A fourth voice suddenly pitched into the debate. "I came as quickly as I could," he said, stepping into the flat. Thorin instantly recognised the voice.

"Bilbo," Thorin whispered, stepping towards his friend's voice. "How did you find us?"

"Gandalf came a few hours ago into the Shire and asked me to come as it was of great importance," Bilbo replied. In this world he stood taller than his normal hobbit size, but still shorter than Thorin and did not have his curly hair. Instead he had short cut hair and wore shoes; his large, hairy feet were no longer part of him in this place. "He asked me to take guard of Leah if there were any threats."

"So you're assuming that Thorin is going to be fighting that bastard?" Leah growled, glaring at Gandalf. "You planned this from the beginning as soon as you knew Azog was here. You planned for Thorin to fight and dragged Bilbo into this to look after me as if I'm a child."

"The crossing of worlds lies with you, Leah!" Gandalf boomed. "You have the power to open portals and close them, but you must learn to control your emotions when doing it."

"Me? You must be joking!" Leah scoffed. "I stare at wall long enough and a portal just magically appears and sends me to Narnia."

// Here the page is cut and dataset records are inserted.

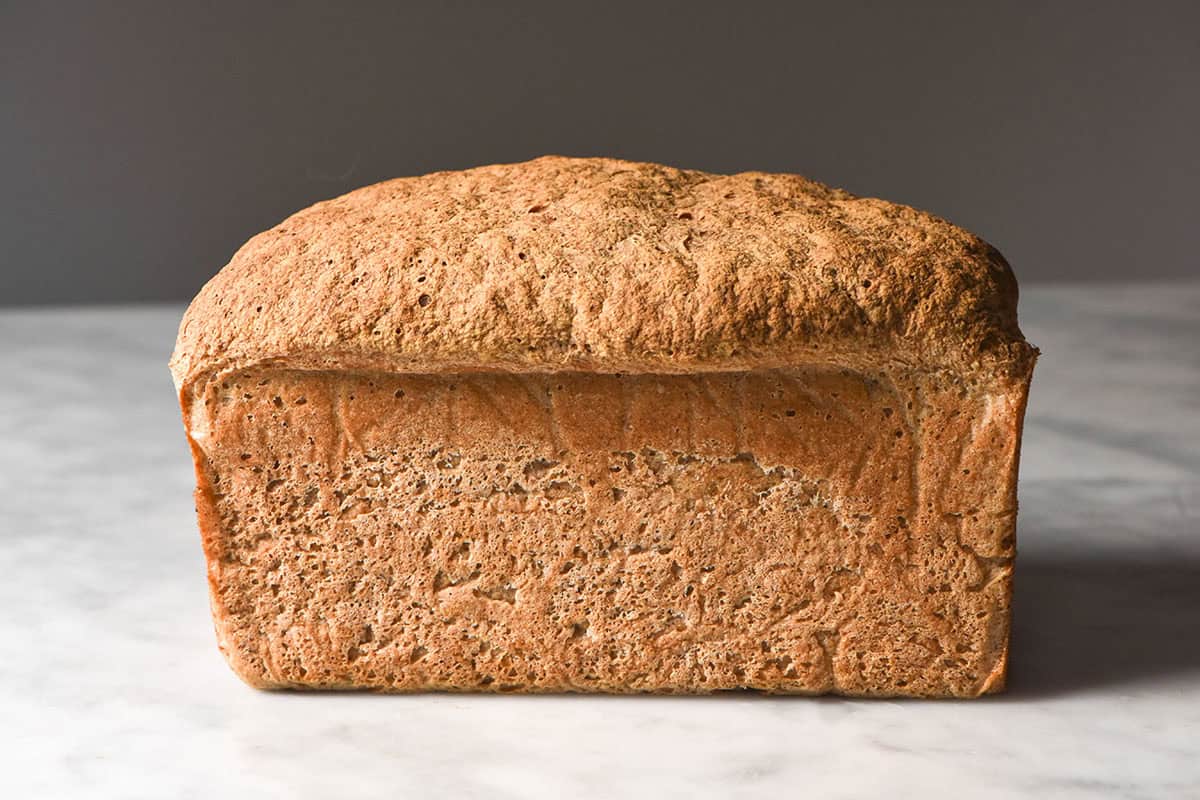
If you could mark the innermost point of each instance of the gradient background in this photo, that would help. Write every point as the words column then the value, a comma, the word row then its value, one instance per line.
column 142, row 143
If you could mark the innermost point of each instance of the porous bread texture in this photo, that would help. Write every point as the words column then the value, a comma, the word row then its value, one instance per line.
column 503, row 431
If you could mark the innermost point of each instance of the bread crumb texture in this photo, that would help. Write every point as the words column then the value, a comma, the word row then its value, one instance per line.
column 588, row 425
column 804, row 530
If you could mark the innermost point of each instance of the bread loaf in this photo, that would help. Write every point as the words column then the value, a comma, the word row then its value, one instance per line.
column 588, row 425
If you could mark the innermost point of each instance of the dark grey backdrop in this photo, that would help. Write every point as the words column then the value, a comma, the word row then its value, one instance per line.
column 143, row 143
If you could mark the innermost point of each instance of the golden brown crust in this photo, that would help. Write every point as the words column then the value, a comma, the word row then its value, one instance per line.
column 605, row 265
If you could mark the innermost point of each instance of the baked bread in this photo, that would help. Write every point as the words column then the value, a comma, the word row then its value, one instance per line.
column 588, row 425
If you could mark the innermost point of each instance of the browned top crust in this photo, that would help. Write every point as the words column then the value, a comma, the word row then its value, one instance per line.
column 605, row 265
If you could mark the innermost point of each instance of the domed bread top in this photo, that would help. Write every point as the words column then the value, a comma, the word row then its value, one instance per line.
column 603, row 265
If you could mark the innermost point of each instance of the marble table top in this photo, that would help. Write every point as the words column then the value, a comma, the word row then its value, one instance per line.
column 112, row 686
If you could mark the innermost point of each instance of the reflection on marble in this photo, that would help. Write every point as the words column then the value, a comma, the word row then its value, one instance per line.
column 111, row 685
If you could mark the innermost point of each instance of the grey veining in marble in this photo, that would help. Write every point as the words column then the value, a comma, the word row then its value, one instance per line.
column 111, row 685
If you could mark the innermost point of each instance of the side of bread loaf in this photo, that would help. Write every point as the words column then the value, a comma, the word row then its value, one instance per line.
column 785, row 476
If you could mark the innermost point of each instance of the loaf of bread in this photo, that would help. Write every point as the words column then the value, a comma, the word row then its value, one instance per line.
column 588, row 425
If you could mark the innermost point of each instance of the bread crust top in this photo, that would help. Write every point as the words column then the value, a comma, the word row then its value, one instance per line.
column 604, row 265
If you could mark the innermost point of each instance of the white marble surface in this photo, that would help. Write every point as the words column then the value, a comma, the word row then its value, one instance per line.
column 111, row 685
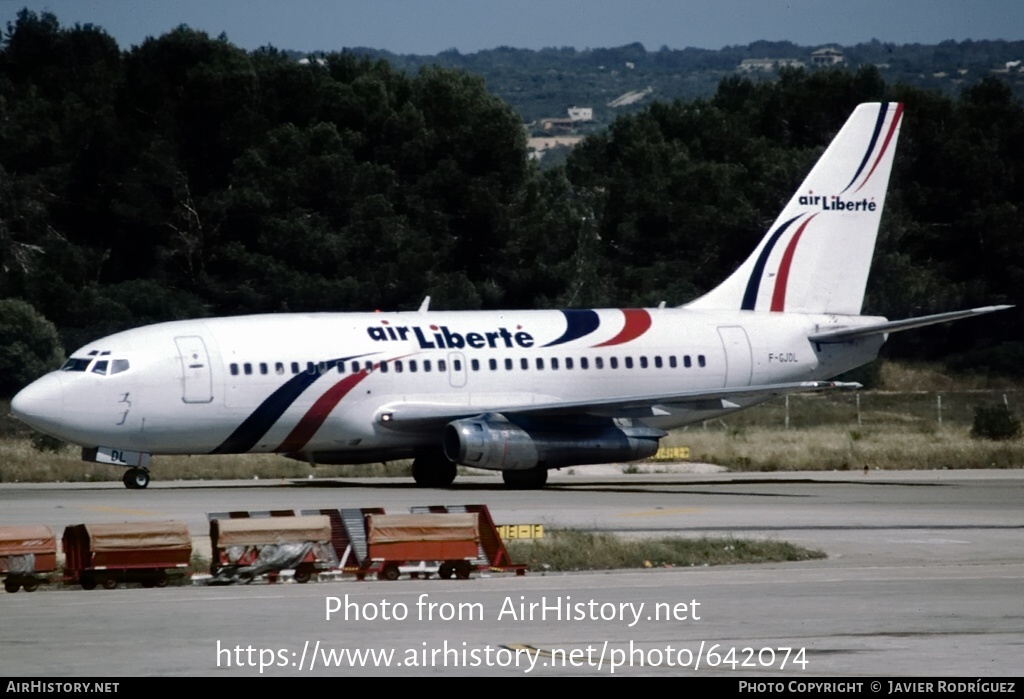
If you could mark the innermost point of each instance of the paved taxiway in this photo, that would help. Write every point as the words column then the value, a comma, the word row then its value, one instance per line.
column 925, row 576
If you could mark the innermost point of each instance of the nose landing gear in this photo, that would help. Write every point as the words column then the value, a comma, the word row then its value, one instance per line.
column 136, row 479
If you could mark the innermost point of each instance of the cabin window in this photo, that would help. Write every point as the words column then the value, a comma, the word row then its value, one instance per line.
column 76, row 365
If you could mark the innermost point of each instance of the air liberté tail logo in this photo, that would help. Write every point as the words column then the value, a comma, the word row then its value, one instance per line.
column 440, row 337
column 835, row 203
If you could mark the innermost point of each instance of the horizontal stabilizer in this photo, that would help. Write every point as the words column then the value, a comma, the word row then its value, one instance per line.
column 851, row 334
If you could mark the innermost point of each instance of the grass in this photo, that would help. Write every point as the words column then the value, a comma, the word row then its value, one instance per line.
column 567, row 550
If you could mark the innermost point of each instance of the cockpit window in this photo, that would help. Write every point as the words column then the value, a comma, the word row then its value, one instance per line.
column 76, row 364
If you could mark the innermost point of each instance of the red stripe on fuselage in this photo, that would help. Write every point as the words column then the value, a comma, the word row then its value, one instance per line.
column 778, row 296
column 315, row 416
column 637, row 322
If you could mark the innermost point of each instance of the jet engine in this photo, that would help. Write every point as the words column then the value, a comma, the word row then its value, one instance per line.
column 493, row 441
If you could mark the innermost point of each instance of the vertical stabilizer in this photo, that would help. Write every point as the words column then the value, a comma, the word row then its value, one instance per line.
column 816, row 257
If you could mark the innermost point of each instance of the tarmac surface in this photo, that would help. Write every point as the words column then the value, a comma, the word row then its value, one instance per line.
column 924, row 576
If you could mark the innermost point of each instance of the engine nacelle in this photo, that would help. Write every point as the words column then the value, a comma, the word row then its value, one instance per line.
column 494, row 442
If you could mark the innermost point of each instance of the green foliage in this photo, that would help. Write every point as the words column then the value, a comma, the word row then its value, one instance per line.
column 188, row 177
column 29, row 346
column 995, row 422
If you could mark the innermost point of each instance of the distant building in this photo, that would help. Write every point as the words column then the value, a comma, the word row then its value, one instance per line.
column 537, row 147
column 752, row 64
column 826, row 56
column 582, row 114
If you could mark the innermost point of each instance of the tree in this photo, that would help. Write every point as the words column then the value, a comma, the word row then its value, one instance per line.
column 29, row 346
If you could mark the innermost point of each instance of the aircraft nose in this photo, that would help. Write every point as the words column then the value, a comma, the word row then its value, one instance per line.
column 40, row 403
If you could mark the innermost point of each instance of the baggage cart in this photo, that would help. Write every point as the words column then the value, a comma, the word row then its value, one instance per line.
column 146, row 553
column 247, row 548
column 393, row 540
column 28, row 556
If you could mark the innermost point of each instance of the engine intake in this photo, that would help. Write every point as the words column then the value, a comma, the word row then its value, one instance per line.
column 495, row 442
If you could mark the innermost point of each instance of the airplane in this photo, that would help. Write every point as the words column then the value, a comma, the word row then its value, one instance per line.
column 519, row 392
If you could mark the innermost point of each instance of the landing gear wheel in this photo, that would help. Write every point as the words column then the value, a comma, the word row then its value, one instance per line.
column 529, row 479
column 136, row 479
column 433, row 471
column 462, row 570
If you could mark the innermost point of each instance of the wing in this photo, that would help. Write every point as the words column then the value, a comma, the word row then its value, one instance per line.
column 423, row 417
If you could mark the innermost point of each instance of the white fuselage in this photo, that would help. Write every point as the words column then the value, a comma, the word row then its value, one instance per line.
column 322, row 383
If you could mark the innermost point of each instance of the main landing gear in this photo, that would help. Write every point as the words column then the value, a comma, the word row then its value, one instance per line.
column 433, row 471
column 136, row 479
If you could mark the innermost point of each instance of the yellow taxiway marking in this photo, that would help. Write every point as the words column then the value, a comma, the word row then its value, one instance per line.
column 663, row 511
column 122, row 511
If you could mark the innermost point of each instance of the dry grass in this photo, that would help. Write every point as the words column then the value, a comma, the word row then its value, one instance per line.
column 19, row 463
column 572, row 550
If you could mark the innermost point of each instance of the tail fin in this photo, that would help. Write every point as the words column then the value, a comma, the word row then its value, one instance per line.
column 816, row 256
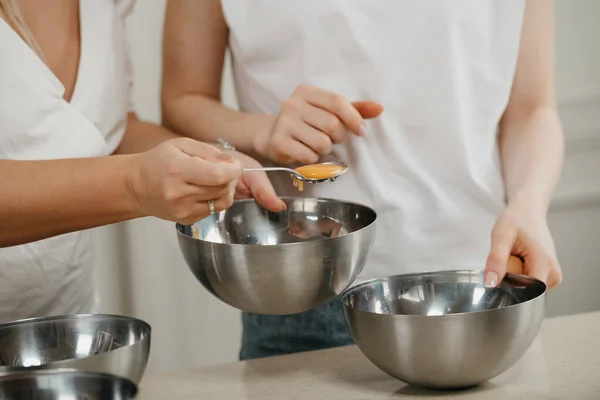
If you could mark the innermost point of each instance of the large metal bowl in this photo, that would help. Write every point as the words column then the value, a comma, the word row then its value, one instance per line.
column 111, row 344
column 444, row 330
column 279, row 263
column 65, row 385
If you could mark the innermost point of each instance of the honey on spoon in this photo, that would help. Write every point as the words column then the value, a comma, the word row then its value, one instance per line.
column 312, row 173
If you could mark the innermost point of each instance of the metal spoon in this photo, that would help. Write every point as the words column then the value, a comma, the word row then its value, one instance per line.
column 301, row 177
column 228, row 147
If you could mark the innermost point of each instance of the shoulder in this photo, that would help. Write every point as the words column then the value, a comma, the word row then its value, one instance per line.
column 124, row 7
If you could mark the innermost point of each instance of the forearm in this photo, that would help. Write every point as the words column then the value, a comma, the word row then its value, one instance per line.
column 207, row 119
column 141, row 136
column 41, row 199
column 532, row 151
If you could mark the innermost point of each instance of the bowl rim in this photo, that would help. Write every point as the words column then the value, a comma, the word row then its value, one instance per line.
column 471, row 272
column 32, row 372
column 51, row 318
column 178, row 226
column 53, row 365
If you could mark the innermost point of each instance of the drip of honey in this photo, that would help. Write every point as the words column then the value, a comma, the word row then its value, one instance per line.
column 317, row 171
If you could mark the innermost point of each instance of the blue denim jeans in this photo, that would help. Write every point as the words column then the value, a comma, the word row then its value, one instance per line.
column 269, row 335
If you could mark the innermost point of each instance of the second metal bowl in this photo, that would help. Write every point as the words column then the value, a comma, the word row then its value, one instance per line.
column 65, row 384
column 279, row 263
column 444, row 330
column 101, row 343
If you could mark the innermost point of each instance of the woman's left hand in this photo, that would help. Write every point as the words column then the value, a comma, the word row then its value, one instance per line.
column 528, row 237
column 256, row 185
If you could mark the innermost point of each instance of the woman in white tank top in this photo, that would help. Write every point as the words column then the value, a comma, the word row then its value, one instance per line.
column 467, row 151
column 65, row 99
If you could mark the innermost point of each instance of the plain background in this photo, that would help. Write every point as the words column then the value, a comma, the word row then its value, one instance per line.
column 142, row 273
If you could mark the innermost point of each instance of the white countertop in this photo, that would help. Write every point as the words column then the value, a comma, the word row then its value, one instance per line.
column 563, row 363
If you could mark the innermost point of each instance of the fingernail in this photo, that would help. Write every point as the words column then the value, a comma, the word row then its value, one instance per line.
column 362, row 131
column 490, row 279
column 224, row 157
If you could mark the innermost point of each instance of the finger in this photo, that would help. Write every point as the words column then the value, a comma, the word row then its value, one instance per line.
column 554, row 277
column 325, row 122
column 193, row 148
column 368, row 109
column 537, row 264
column 335, row 104
column 205, row 193
column 262, row 190
column 242, row 191
column 515, row 265
column 316, row 140
column 291, row 150
column 199, row 172
column 503, row 239
column 202, row 208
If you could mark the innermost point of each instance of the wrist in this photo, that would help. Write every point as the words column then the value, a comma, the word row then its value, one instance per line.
column 260, row 140
column 529, row 205
column 130, row 185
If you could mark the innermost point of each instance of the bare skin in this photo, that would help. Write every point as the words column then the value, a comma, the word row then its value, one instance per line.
column 156, row 172
column 312, row 120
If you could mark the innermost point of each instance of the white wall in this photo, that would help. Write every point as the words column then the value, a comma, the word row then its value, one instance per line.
column 191, row 328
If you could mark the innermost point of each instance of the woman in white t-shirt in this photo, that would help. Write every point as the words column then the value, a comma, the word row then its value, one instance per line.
column 65, row 99
column 469, row 142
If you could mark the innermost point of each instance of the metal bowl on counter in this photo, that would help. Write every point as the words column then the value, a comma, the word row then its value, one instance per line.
column 444, row 330
column 279, row 263
column 100, row 343
column 65, row 384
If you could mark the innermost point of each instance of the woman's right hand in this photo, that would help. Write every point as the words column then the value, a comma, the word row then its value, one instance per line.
column 310, row 122
column 176, row 180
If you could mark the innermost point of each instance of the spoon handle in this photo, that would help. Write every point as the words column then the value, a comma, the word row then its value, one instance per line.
column 291, row 171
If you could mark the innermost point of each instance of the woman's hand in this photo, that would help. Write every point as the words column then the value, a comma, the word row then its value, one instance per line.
column 528, row 237
column 256, row 185
column 176, row 180
column 310, row 122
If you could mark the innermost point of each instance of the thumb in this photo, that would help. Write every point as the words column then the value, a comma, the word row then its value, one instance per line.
column 262, row 190
column 368, row 109
column 497, row 261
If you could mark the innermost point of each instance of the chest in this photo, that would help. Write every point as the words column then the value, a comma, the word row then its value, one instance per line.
column 55, row 26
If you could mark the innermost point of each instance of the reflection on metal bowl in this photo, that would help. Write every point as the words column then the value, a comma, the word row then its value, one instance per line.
column 279, row 263
column 89, row 342
column 444, row 330
column 65, row 384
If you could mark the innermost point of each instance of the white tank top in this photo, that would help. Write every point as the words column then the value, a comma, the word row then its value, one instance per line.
column 55, row 276
column 430, row 164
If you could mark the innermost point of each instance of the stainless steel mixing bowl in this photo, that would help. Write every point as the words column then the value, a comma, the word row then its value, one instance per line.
column 110, row 344
column 279, row 263
column 444, row 330
column 65, row 385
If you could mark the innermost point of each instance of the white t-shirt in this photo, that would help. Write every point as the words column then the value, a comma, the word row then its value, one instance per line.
column 55, row 276
column 429, row 165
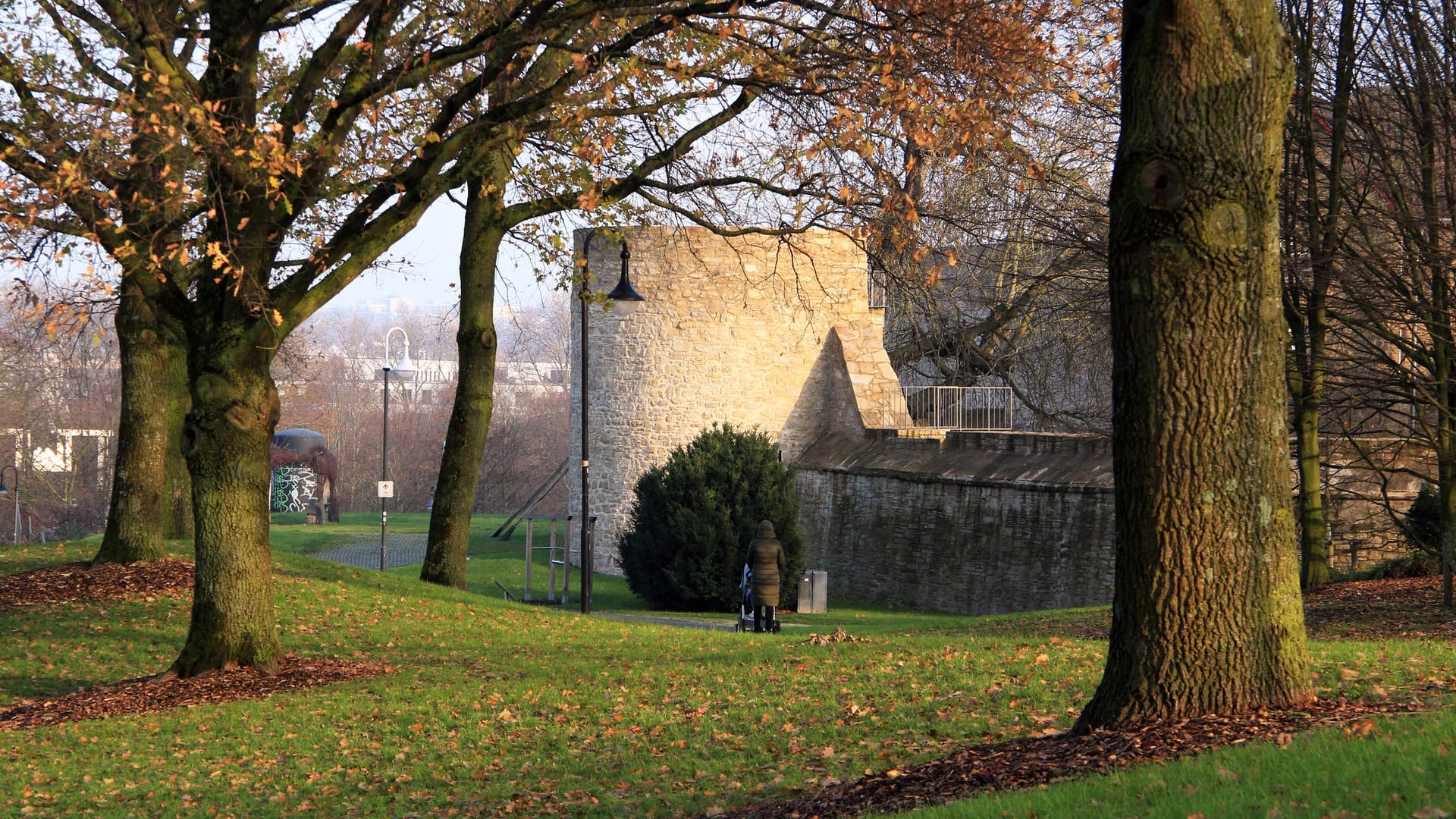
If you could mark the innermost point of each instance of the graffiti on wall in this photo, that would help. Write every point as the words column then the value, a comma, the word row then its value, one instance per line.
column 294, row 487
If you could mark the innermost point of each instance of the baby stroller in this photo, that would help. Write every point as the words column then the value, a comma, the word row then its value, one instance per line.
column 746, row 604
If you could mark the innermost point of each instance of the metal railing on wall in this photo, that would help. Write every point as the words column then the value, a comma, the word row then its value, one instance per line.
column 959, row 407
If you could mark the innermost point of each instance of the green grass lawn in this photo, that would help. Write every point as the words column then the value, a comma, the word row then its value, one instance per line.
column 503, row 707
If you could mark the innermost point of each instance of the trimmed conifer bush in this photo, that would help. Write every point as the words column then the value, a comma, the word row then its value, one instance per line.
column 693, row 516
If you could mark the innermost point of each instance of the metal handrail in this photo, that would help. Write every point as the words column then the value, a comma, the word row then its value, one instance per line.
column 986, row 409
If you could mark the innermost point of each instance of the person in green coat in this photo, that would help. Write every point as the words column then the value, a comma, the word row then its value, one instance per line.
column 766, row 561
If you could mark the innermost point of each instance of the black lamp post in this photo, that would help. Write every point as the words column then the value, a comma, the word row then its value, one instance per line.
column 405, row 371
column 623, row 302
column 14, row 490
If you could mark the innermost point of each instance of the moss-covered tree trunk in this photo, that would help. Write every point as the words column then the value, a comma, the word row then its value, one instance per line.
column 134, row 521
column 1320, row 175
column 235, row 411
column 471, row 416
column 150, row 494
column 1206, row 613
column 177, row 493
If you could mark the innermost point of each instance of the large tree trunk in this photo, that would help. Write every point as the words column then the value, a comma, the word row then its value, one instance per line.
column 177, row 493
column 471, row 416
column 235, row 411
column 139, row 499
column 1206, row 613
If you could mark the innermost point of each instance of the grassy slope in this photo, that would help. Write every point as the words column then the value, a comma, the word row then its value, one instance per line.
column 498, row 706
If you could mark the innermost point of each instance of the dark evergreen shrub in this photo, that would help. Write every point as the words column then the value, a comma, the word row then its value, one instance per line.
column 1423, row 522
column 693, row 518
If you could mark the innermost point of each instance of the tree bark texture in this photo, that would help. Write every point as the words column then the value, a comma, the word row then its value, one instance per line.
column 134, row 521
column 177, row 493
column 235, row 411
column 471, row 416
column 1206, row 614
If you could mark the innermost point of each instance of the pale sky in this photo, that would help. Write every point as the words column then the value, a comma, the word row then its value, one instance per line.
column 433, row 249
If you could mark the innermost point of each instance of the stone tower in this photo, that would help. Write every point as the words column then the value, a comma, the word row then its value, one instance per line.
column 755, row 331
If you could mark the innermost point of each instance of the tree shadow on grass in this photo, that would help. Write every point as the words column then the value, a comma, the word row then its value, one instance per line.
column 33, row 687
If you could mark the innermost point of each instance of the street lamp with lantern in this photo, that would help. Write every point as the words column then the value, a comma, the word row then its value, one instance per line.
column 625, row 300
column 403, row 371
column 12, row 490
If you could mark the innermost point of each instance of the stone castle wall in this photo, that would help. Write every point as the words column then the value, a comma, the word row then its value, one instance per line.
column 1002, row 522
column 745, row 331
column 977, row 523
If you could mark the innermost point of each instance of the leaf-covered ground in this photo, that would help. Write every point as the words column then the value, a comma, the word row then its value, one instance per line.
column 1037, row 761
column 1350, row 611
column 76, row 582
column 146, row 695
column 1408, row 608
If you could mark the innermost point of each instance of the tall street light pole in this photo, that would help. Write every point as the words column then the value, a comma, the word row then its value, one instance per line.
column 405, row 369
column 15, row 491
column 623, row 302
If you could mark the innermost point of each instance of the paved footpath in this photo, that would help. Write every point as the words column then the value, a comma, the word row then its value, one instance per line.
column 402, row 548
column 408, row 548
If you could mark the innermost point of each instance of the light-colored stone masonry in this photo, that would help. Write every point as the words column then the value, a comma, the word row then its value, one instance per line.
column 780, row 335
column 750, row 331
column 973, row 523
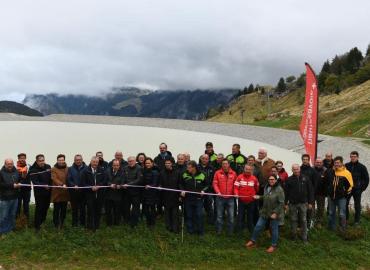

"Why are you mocking something that you know is possible?" Gandalf asked. "Did you never wonder why you came into Middle-earth outside of the full moon window which only occurs every thousand years?"

"I don't even know how it happened. I can't remember," Leah shouted. "You're pinning this on me now."

"Leah, it's true," Bilbo interjected. "There are said to be few who can do it, but it is true. Some never realise they can do it until they are lost and can't get back. You are the key to all of this."

"You are the only way that doors can be opened and locked," Gandalf said, his voice gradually descending back down to its normal volume. "Think back and before you began having the dreams, what were you focussing on? What was your state of mind?"

"I'd lost my job a few weeks before and just felt as though my life was going nowhere. I wanted to just be out the way to put it bluntly."

"And that is what must have caused the shift, and you finding yourself in our world," Gandalf said. "Then when Thorin was killed, after I took your memories, you disappeared. You must have brought yourself back home. The energy of you mourning for Thorin and also the veil being thin at the same time, that must be what pulled him through; you must be incredibly strong to pull Thorin through with only one or two memories of him coming through in dreams."

"Does that mean I pulled Azog through, as well?" Leah whimpered, allowing the tears to fall down her cheeks.

"It seems in your grief of losing Thorin you opened a portal of quite grand proportions," Gandalf answered, sighing. "All of the answers stand with you, and until you prepare yourself to open the doorway to send Azog to a place of darkness, we are all in danger. We must keep you safe."

Leah dropped herself down into the leather of the sofa and wept. Her shoulders shook violently. Thorin got down on his knee in front of her. "My love," he whispered, gently easing her hands from her face. "Do not blame yourself for any of this. It was because of you that we have this second chance."